La miocarditis inducida por influenza puede provocar ritmos cardíacos peligrosos (arritmias cardíacas) o shock cardiogénico, una situación de emergencia en la cual el corazón no puede bombear suficiente sangre para satisfacer las necesidades del cuerpo. La miocarditis inducida también puede conducir a la muerte debido a la disminución de la función cardíaca global.

Tratamiento

Algunos países disponen de antivíricos para la gripe, que pueden reducir las complicaciones graves y las muertes. Lo ideal es que se administren en las fases iniciales de la enfermedad (en las 48 horas siguientes a la aparición de los síntomas). Dichos fármacos pertenecen a dos clases:

  • Los inhibidores de la neuraminidasa (una proteína del virus de la gripe), como el oseltamivir y el zanamivir; en algunos países también están aprobados el peramivir y el laninamivir.
  • Los adamantanos o bloqueantes del canal de protones M2, como la amantadina y la rimantadina, a los que los virus de la gripe son frecuentemente resistentes, con la consiguiente reducción de la eficacia del tratamiento.

La OMS efectúa un seguimiento de la sensibilidad de los virus gripales circulantes a los antivíricos para poder proporcionar orientaciones oportunas sobre su uso terapéutico y su posible uso quimioprofiláctico. En la actualidad, la mayoría de los virus de la gripe circulantes son resistentes a los adamantanos y la OMS recomienda los inhibidores de la neuraminidasa como tratamiento de primera línea para aquellos pacientes que necesiten recibir antivíricos.

Prevención

La forma más eficaz de prevenir la enfermedad y sus consecuencias graves es la vacunación. Hace más de 60 años que se vienen utilizando vacunas seguras y eficaces. En los adultos sanos la vacunación antigripal puede proporcionar una protección razonable. En los ancianos puede ser menos efectiva para prevenir la enfermedad, pero aún así reduce su gravedad y la incidencia de complicaciones y muertes.
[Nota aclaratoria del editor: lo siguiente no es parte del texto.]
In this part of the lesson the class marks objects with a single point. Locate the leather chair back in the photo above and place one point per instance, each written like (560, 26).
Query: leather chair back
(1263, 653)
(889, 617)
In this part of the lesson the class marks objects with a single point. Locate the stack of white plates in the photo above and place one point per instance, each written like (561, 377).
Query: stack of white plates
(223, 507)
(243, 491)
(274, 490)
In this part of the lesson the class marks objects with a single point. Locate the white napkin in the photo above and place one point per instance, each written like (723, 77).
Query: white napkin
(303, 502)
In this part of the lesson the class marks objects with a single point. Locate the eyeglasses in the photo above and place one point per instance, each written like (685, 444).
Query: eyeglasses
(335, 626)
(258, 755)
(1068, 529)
La vacunación es especialmente importante en las personas que corren mayor riesgo de sufrir complicaciones de la gripe y en aquellas que viven con pacientes de alto riesgo o que cuidan de ellos.

La OMS recomienda la vacunación anual en:

  • Las mujeres embarazadas en cualquier etapa del embarazo.
  • Los niños de 6 meses a 5 años.
  • Los ancianos (≥ 65 años).
  • Las personas con enfermedades crónicas (sobretodo cardiópatas).
  • Los trabajadores de la salud.

Las vacunas antigripales son más eficaces cuando hay una buena correspondencia entre los virus circulantes y los presentes en la vacuna.
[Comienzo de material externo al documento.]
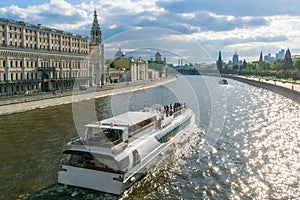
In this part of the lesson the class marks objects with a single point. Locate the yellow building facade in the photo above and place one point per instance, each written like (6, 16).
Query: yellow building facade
(34, 58)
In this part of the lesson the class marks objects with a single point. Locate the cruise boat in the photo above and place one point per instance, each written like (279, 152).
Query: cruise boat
(116, 152)
(223, 82)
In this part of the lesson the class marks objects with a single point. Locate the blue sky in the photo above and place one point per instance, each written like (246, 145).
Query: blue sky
(189, 28)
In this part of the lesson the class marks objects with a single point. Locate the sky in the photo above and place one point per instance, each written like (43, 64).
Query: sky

Dada la naturaleza constantemente cambiante de los virus de la gripe, el Sistema Mundial OMS de Vigilancia y Respuesta a la Gripe (GISRS) —una red de Centros Nacionales de la Gripe y Centros Colaboradores de la OMS en todo el mundo— hace un seguimiento constante de los virus gripales circulantes en el ser humano y actualiza la composición de las vacunas antigripales dos veces al año.

Medidas Preventivas

  • Lavarse las manos frecuentemente con agua y con jabón (al llegar de la calle, periódicamente durante el día, después de tocar áreas de uso común, después de ir al baño y antes de comer).
  • Al toser o estornudar, cubrirse la nariz y boca con un pañuelo desechable o con el ángulo interno del codo.
  • Si es necesario escupir, hacerlo en un pañuelo desechable, tirarlo a la basura y lavarse las manos. Nunca escupir en el suelo.
  • Mantener la higiene adecuada del entorno (casa, oficina, centros de reuniones, etc.), ventilados y permitiendo la entrada de la luz del sol.
  • Limpiar superficies y objetos de uso frecuente.
  • Quedarse en casa cuando se tienen padecimientos respiratorios y acudir al médico si se presenta alguno de los síntomas ya mencionados.